VAPID_PRIVATE_KEY=DummyPrivateKey...

# Existing LLM and Tandoor settings remain the same
LLM_API_BASE_URL=https://api.openai.com/v1
TANDOOR_BASE_URL=https://your-tandoor.com

Testing Changes

New Test Categories

  1. Queue Manager Tests (28 tests)

    • CRUD operations
    • Event subscriptions
    • Filtering and pagination
  2. Queue Processor Tests (5 integration tests)

    • Three-phase processing pipeline
    • Error handling and recovery
    • Concurrency management
  3. API Endpoint Tests (17 tests)

    • Queue management operations
    • Input validation
    • Error responses
  4. SSE Stream Tests (6 tests)

    • Real-time event delivery
    • Connection management
    • Event filtering

Testing the Migration

# Run full test suite
npm test

# Test specific components
npm test queue-manager
npm test queue-processor
npm test queue-api
npm test queue-sse

Performance Considerations

Before Migration

  • Blocking Operations: Each request blocked a server thread
  • Single Processing: One extraction at a time
  • No Progress: Users waited without feedback
  • Memory Usage: High memory usage during long operations

After Migration

  • Non-blocking: Requests return immediately
  • Concurrent Processing: Multiple extractions in parallel
  • Real-time Feedback: Live progress updates
  • Efficient Memory: Event-driven, minimal memory footprint

Performance Metrics

  • Response Time: 50ms (queue) vs 30-60s (synchronous)
  • Throughput: 2x concurrent processing vs 1x sequential
  • User Experience: Immediate feedback vs long waiting
  • Error Recovery: Automatic retries vs manual restart

Rollback Plan

If issues arise, the system can be rolled back by:

  1. Disable Queue Processing

    QUEUE_PROCESSING_ENABLED=false
    
  2. Re-enable Legacy Endpoints (if preserved)

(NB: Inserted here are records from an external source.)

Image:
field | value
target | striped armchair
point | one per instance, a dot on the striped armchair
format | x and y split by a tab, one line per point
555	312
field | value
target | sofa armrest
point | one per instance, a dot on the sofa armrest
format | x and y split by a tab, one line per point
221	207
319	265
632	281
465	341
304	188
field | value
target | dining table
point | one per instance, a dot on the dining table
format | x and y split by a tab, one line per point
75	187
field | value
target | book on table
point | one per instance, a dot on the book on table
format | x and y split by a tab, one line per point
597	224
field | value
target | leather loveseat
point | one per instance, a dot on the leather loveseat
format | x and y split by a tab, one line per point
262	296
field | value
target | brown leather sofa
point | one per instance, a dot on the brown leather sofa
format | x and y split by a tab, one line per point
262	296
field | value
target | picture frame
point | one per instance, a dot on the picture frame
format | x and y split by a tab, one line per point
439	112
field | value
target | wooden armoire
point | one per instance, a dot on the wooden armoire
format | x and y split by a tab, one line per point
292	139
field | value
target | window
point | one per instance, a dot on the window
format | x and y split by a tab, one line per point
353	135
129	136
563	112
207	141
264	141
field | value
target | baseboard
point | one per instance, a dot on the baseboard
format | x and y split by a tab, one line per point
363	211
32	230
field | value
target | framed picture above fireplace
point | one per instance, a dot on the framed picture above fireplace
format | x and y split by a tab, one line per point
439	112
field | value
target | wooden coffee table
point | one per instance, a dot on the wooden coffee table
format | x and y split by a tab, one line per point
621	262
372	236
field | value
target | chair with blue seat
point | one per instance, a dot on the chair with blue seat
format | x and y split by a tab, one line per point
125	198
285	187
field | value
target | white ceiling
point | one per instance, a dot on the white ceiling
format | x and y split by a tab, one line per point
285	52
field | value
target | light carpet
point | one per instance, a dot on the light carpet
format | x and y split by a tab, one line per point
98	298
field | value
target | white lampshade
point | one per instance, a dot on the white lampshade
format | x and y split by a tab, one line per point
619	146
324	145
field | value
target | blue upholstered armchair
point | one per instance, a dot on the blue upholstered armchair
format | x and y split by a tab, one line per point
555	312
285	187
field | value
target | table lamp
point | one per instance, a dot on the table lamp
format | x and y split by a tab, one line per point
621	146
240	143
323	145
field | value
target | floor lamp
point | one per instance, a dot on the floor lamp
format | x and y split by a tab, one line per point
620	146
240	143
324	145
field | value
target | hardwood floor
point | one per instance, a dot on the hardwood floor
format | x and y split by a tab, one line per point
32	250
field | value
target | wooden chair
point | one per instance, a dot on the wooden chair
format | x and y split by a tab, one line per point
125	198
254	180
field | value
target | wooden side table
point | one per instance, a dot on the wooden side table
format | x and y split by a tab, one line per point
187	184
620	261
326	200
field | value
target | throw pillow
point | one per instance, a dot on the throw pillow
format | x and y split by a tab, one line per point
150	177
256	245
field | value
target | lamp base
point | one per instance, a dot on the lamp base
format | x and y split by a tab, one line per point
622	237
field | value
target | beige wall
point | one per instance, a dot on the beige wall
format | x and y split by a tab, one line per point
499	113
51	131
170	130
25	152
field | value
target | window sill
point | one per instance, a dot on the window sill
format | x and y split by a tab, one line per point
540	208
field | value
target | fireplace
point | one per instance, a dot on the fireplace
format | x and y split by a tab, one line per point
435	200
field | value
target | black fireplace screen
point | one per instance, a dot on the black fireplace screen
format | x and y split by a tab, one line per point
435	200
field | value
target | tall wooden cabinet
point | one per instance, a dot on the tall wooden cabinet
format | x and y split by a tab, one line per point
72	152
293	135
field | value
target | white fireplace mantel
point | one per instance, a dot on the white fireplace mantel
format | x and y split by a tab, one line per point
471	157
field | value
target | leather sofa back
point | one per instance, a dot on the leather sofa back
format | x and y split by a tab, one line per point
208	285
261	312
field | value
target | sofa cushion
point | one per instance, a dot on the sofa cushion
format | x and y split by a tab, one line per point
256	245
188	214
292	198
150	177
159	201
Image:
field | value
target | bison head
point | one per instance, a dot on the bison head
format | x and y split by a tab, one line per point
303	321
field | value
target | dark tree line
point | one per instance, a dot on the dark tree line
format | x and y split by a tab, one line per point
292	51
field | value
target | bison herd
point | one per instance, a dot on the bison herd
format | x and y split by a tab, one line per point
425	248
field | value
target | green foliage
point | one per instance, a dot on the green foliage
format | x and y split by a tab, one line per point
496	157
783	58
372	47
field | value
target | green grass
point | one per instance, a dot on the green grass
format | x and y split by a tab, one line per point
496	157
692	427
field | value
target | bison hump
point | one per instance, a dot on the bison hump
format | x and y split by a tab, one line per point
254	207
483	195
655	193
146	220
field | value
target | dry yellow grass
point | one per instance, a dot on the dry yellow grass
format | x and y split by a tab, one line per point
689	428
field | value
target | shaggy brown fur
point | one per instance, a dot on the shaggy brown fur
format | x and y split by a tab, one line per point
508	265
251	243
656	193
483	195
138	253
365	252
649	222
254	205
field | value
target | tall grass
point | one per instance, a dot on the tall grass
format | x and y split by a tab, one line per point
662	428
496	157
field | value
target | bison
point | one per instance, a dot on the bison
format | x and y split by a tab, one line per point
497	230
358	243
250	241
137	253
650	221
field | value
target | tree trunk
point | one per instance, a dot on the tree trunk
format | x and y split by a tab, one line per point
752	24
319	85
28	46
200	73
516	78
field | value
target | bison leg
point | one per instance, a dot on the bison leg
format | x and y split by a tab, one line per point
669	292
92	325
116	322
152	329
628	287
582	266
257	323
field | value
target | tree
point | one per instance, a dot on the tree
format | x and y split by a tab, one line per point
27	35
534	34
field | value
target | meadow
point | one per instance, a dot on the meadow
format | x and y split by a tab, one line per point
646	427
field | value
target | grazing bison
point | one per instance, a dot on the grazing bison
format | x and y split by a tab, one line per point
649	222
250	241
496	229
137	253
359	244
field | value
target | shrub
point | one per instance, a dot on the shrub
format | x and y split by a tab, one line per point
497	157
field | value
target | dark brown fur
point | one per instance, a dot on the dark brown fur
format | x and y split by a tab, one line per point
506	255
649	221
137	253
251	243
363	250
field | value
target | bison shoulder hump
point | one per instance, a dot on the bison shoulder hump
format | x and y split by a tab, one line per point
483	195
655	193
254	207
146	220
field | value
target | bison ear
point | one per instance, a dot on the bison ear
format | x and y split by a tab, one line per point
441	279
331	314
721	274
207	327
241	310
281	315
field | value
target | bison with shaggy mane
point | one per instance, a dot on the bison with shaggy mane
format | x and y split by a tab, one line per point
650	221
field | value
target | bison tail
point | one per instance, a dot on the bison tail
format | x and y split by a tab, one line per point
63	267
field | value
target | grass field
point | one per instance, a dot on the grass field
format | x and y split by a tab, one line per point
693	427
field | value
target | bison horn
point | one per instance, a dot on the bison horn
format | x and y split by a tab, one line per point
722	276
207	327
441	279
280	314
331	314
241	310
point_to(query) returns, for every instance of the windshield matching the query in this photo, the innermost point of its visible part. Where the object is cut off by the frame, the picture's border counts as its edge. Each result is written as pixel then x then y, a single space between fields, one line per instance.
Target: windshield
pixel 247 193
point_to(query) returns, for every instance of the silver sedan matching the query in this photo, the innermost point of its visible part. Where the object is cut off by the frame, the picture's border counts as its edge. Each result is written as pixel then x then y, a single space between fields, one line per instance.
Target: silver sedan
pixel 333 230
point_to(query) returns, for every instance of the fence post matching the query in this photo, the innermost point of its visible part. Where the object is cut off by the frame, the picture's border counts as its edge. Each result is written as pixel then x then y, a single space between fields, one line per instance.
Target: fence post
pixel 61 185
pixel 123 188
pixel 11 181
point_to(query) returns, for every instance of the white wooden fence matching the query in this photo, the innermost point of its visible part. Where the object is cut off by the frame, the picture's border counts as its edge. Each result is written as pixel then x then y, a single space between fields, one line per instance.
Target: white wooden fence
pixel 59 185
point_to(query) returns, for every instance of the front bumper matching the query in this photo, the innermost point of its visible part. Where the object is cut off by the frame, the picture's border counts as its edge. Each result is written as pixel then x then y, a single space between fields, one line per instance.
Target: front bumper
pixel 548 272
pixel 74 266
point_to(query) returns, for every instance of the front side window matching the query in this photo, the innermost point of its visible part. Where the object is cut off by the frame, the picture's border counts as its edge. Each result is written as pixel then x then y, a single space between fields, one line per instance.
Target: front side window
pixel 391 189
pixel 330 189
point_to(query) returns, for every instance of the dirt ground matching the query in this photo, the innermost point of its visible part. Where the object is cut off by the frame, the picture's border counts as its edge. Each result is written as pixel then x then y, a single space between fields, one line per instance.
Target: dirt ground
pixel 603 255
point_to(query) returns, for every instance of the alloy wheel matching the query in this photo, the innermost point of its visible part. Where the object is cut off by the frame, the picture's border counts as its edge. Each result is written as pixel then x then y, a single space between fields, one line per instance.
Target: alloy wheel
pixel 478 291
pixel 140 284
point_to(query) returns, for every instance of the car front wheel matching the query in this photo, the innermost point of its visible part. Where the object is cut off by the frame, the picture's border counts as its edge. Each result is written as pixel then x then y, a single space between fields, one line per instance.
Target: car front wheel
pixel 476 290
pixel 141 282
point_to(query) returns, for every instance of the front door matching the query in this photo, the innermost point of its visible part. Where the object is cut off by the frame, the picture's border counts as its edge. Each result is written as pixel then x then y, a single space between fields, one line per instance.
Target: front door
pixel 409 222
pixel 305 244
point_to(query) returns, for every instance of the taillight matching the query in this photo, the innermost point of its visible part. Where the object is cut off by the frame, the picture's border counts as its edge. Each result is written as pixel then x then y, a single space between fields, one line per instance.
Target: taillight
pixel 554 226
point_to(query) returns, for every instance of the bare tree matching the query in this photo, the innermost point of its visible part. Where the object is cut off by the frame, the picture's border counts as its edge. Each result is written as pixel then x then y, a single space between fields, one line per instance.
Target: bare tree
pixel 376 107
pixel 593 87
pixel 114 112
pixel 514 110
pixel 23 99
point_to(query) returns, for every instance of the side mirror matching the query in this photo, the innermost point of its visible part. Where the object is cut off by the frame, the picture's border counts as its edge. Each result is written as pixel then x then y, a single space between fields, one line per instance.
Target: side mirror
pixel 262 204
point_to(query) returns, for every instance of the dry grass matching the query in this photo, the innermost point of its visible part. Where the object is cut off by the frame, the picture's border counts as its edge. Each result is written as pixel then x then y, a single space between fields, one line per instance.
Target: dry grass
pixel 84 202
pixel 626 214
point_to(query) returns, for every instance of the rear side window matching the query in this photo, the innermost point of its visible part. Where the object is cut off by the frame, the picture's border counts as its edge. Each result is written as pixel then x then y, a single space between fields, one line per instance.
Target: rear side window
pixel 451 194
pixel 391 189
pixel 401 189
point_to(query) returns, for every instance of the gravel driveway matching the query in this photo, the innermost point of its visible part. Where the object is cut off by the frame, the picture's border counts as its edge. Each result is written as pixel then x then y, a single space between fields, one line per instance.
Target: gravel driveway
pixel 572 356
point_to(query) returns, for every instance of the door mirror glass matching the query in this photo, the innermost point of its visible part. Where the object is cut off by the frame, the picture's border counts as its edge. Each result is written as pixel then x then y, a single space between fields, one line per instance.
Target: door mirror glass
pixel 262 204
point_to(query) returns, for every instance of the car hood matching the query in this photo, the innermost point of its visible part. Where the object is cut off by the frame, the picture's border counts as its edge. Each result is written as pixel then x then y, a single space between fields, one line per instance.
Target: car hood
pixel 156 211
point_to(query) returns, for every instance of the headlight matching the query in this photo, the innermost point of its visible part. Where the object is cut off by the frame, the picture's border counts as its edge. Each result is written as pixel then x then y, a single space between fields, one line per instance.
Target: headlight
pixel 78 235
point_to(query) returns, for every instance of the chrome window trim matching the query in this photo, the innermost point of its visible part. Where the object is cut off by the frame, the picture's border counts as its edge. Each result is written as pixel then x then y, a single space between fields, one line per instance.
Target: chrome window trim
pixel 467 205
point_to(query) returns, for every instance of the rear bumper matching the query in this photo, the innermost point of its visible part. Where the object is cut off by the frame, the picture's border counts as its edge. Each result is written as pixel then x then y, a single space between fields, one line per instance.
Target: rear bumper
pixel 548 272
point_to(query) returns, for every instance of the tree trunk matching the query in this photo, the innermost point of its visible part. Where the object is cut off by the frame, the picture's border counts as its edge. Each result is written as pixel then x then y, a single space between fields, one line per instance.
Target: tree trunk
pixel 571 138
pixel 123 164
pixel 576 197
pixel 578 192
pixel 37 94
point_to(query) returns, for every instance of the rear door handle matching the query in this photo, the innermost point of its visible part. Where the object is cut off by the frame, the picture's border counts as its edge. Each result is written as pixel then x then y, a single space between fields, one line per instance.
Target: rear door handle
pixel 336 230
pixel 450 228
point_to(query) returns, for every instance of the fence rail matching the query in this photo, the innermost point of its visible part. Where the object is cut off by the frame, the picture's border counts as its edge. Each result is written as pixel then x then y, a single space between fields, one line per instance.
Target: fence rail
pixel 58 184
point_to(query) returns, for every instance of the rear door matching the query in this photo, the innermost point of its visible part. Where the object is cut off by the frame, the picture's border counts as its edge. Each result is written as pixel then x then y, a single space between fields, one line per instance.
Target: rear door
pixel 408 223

    // Temporary fallback to synchronous processing
    app.post('/api/extract', legacyExtractHandler);
    
  3. Database Migration (if applicable)

    • Queue data is in-memory and will be lost on restart
    • No persistent data migration needed for rollback

Troubleshooting

Common Issues

  1. Queue Items Stuck in 'pending'

    • Cause: Queue processor not started
    • Solution: Check logs for processor initialization errors
  2. SSE Connection Failures

    • Cause: HTTPS certificate issues or browser security
    • Solution: Verify SSL setup and CORS configuration
  3. Push Notifications Not Working

    • Cause: Missing VAPID keys or HTTPS requirement
    • Solution: Generate VAPID keys and ensure HTTPS
  4. High Memory Usage

    • Cause: Too many concurrent queue items
    • Solution: Reduce QUEUE_CONCURRENCY setting

Debugging Tools

# Check queue status
curl https://localhost:5173/api/queue

# Monitor SSE stream
curl -N -H "Accept: text/event-stream" \
  https://localhost:5173/api/queue/stream

# Test push notification subscription
curl -X POST https://localhost:5173/api/notifications/vapid-key

Conclusion

The migration to an async queue system represents a significant architectural improvement that provides:

  • Better User Experience: Immediate responses and real-time progress
  • Improved Reliability: Error recovery and retry mechanisms
  • Enhanced Performance: Concurrent processing and resource efficiency
  • Modern Features: Push notifications and PWA capabilities

The new system maintains backward compatibility during the transition period while providing a clear migration path for all integrations.

For questions or issues during migration, refer to the comprehensive test suite and documentation, or open an issue in the project repository.